Today your guests have several thousand dollars to spend on a spa vacation and the people of Tecate might make that kind of money in half a year. What has this duality between San Diego and Baja taught you?
The magic at the ranch is partly the staff. The Mexican people are somewhat different from the average American in that they’re very family-oriented. They see people as family. I’ve watched the town develop from 400 people to 125,000 and an enormous number of them are family. We have several three-generation families working with us.
Our foundation works to teach them about the environment, to protect the community, to clean up their river. We have wastewater projects. We have a park and a wonderful building for the kids. And 80 percent of the children in Tecate know a lot about the environment. Most of them have planted seeds and watched them grow. They know what’s it’s like to pick a radish or a carrot.
On Sept. 24 and Sept. 25 you’re having a 70th anniversary gala and symposium “The Sun, the Butterfly and the Dove,” at the Hilton San Diego Bayfront to benefit Fundación La Puerta. How are you celebrating?
We’ve been 70 years in business under one management all these years. We’ve seen San Diego and Tecate and Tijuana grow. I just wanted this feeling of unity. I decided to do this celebration here in San Diego so San Diegans get an understanding of what the Ranch is, what it means to our economy. Our people come from all 50 states and European countries and a lot of that money rolls back into San Diego.
And I wanted to raise money for the foundation because we’re working very, very hard. And literally the ranch tithes to support the foundation. The need is so great. There is so much more we can do.
What will you do in Tecate?
We have created wetlands, and they will get larger. We have one large community garden. We would like to have them in each what they call a barrio. We would like to develop community gardens so that most everything they eat they will be growing themselves like they used to. Everyone had a backyard garden. But now the soil is yucky and they don’t have the water. With a community garden you can amend the soil. You put in the proper irrigation and people have little garden plots. That was a system that was begun after World War I in Europe. So we would like to have Tecate be the example of the best kind of community.
So there’s many projects. We have a leadership program, training the youth. They don’t have the kind of leadership training programs like we have in the States. And the more we invest in our youth, whether its Tecate or San Diego, the more we reap benefits. They are our future.

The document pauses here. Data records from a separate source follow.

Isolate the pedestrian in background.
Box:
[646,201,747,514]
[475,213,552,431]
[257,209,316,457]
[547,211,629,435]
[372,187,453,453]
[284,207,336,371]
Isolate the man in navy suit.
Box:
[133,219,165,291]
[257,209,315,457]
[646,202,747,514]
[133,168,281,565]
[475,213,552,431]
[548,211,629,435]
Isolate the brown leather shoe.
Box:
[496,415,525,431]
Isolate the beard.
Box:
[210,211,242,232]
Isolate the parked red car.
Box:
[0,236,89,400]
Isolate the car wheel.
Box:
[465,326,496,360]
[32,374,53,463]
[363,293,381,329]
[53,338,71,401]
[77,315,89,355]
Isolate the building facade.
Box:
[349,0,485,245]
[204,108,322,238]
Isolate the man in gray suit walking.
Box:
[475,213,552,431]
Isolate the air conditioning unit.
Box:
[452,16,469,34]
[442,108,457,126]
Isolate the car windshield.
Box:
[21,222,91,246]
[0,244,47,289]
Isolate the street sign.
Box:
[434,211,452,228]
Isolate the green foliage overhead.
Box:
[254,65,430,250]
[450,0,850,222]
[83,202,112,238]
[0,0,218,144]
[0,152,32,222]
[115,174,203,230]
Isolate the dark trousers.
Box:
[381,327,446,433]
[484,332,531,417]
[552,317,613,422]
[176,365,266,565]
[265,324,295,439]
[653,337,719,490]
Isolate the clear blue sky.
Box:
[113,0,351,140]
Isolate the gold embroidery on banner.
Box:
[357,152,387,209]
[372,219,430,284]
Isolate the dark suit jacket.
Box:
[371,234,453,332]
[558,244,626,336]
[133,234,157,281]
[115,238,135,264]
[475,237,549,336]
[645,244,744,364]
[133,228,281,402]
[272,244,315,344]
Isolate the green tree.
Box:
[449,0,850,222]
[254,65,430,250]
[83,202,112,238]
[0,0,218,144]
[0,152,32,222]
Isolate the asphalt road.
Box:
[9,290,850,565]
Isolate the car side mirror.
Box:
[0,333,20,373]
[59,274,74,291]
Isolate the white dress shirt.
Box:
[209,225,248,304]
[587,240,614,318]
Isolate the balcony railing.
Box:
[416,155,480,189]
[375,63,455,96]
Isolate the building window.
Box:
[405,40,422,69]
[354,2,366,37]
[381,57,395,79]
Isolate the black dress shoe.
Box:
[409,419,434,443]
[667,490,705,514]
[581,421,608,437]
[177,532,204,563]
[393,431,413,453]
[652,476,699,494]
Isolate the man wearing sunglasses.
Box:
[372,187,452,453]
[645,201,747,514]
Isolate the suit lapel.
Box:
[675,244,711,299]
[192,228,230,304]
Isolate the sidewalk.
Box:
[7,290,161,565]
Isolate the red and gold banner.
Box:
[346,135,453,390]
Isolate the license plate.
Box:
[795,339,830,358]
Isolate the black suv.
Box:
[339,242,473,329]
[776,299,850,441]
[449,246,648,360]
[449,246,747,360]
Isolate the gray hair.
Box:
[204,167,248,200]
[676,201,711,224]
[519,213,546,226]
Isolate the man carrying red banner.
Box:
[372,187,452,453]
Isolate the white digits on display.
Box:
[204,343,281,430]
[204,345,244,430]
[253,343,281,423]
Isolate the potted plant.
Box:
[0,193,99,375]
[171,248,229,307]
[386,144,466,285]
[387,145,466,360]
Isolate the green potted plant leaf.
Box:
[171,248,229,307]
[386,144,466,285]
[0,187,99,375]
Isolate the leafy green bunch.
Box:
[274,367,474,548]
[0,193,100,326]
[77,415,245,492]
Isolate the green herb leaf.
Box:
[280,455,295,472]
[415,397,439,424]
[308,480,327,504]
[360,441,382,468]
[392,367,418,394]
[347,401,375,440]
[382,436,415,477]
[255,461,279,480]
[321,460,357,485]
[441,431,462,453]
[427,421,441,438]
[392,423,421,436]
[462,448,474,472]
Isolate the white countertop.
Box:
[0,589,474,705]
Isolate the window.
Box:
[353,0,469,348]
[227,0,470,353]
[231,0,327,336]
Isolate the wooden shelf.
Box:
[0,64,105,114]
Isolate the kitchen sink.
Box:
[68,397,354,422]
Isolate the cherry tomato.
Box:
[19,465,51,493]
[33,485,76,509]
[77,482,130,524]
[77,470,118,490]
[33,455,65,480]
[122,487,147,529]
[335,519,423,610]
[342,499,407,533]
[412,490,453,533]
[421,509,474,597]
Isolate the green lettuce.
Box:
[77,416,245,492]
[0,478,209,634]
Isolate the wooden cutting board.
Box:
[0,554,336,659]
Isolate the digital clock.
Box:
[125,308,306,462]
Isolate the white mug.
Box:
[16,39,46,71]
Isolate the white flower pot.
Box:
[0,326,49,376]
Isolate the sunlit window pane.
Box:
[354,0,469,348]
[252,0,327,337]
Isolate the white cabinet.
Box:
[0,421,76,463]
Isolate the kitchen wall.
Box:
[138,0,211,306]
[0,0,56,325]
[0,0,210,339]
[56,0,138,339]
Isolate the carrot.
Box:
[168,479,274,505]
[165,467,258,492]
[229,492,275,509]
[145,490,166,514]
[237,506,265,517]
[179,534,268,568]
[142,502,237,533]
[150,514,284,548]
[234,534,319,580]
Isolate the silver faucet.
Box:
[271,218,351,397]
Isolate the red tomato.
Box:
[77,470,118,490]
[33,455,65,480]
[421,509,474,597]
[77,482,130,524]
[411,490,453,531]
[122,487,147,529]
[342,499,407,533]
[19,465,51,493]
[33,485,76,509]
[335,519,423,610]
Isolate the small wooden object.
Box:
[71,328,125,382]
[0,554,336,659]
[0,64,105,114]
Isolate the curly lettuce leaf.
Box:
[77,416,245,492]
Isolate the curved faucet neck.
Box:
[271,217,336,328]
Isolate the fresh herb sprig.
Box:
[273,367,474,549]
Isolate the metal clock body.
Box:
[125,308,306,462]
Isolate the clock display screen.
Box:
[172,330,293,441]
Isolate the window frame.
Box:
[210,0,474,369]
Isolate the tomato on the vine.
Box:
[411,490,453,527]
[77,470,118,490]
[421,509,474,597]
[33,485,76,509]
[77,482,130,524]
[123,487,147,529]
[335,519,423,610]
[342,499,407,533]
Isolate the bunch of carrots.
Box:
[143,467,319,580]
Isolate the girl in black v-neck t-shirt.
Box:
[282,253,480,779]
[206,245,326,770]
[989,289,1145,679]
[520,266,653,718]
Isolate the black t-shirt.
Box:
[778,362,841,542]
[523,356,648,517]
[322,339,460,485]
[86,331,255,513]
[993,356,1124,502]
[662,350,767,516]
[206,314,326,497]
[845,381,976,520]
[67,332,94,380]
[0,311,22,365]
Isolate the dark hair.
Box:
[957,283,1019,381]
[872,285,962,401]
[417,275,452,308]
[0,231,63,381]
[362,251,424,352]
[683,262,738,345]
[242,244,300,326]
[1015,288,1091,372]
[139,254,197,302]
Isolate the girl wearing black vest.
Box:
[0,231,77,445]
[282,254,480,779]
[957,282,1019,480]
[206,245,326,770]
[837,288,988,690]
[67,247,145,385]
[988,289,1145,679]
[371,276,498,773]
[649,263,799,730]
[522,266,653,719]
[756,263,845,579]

At 88, you work out with a former Navy Seal, do pilates, serve as creative director of Rancho La Puerta and the Golden Door, travel to Alaska with your grandchildren and are working on a nutrition-based curriculum for fifth graders. How do you keep up this pace?
On my to-do list as a must for next year is a book called Too Young to Get Old. I really don’t believe that you need to be old during 60 to 90. You have to invest, put some plum in the plum pudding if you’re going to have a plum. So you have to say, “There’s a lot I want to do and I don’t really feel like getting old.”